E poi, diciamocelo senza tanti giri di parole, siamo davanti alla più antica e solida motivazione dell’agire umano (non sufficientemente studiata, peraltro), quella che in siciliano si chiama “currìu” e che in lingua italiana, con una certa approssimazione, può tradursi col termine “dispetto”.
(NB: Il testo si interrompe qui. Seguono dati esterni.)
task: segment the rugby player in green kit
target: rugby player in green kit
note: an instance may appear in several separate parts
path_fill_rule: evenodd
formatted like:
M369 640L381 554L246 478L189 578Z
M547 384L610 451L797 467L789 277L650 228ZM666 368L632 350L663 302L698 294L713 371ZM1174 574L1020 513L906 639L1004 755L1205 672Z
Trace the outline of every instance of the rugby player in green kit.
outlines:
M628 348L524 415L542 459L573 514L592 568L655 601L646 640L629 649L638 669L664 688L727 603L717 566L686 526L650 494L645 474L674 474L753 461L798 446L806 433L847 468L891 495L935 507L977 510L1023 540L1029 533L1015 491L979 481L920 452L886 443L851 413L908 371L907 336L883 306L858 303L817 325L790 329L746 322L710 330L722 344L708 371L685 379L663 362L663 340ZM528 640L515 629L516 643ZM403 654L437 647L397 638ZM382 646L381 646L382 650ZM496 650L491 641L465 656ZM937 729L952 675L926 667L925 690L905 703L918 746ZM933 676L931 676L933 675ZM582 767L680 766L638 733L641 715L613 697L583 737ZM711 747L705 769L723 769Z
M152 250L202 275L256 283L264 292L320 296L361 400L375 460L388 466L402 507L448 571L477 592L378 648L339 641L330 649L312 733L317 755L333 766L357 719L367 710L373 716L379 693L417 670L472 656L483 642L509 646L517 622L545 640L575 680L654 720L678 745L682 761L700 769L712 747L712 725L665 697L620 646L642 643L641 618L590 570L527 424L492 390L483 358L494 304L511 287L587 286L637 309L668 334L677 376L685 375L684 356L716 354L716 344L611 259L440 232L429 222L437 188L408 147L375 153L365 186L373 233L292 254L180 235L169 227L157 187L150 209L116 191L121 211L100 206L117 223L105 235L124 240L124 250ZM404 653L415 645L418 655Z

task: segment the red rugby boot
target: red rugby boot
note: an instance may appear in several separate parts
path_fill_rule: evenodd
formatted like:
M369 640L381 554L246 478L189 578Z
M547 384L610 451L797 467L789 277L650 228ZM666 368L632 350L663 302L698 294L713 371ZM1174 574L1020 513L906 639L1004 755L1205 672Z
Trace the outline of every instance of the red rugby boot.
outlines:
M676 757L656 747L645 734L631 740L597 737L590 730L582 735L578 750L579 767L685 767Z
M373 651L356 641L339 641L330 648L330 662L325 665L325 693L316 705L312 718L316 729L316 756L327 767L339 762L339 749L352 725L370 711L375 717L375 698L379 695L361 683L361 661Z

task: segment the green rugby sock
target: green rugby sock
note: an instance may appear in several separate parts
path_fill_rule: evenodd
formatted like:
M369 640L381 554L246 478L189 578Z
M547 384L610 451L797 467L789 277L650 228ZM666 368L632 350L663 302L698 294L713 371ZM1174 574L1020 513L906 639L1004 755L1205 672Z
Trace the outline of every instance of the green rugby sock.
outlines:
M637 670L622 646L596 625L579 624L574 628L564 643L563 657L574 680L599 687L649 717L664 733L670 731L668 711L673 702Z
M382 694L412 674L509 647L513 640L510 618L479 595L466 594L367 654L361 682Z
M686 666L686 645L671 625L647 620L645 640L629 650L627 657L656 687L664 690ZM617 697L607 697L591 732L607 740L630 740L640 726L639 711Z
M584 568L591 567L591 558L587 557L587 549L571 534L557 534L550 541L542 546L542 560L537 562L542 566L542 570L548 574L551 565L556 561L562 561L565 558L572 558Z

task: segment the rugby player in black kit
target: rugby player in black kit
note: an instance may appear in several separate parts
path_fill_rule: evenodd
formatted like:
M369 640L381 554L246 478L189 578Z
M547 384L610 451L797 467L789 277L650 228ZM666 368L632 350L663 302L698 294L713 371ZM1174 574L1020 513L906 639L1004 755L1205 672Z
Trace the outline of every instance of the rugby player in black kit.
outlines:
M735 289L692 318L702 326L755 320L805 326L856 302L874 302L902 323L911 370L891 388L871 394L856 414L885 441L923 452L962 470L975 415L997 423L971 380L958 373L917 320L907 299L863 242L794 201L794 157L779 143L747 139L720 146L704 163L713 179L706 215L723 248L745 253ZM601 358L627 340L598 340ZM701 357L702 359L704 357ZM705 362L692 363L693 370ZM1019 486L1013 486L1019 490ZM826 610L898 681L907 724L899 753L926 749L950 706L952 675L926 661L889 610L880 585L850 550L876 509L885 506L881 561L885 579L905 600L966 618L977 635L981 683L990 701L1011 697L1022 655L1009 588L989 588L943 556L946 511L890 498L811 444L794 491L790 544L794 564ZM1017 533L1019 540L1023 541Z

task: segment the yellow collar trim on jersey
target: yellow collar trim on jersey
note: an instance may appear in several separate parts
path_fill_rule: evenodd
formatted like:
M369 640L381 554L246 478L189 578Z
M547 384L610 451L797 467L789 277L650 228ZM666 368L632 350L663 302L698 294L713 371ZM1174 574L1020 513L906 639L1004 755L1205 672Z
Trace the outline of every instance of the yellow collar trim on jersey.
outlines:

‘U currìu, come tutte le persone di buona volontà sanno (o dovrebbero sapere), ha una tale forza intrinseca che si giustifica da se medesimo, basta a se stesso e non necessita di ulteriori argomenti che lo motivino. ‘U currìu, in altri termini, costituisce di per sé ragione sufficiente per porre in essere comportamenti diretti contro gli altri al solo scopo di determinarne il fallimento. Non è indispensabile che il destinatario dell’azione di currìu sia un nemico o che dalla suddetta azione si possa ricavare una qualche utilità. Anzi, ‘u curriu ama dispiegare i suoi effetti devastanti anche nei confronti delle persone amiche. ‘U currìu, giova ripeterlo, è di per sé ragione sufficiente e compiuta per sabotare il prossimo.
Si comprende agevolmente che ‘u currìu costituisce l’esatto contrario dell’amore. Spesso si crede - sbagliando - che l’opposto dell’amore sia l’odio, ma non è così: è ‘u currìu. Si tratta, infatti, degli unici due moti dell’animo umano che sono del tutto gratuiti, per definizione. Infatti, se non fossero gratuiti, semplicemente non esisterebbero. L’amore o è gratuito, o non è. Così pure ‘u currìu, se fosse giustificato da qualcos’altro, non sarebbe currìu. Sarebbe odio magari, o vendetta o quel che diavolo volete. Ma non certo currìu, il quale non ha altra fonte giustificativa al di fuori di sé.
E quindi, per farla breve, Duel ha il merito di aver rappresentato plasticamente il paradigma del currìu, mostrando al mondo intero la sua nobile struttura, la sua forza, la sua imprescindibile connessione col mondo della Giustizia.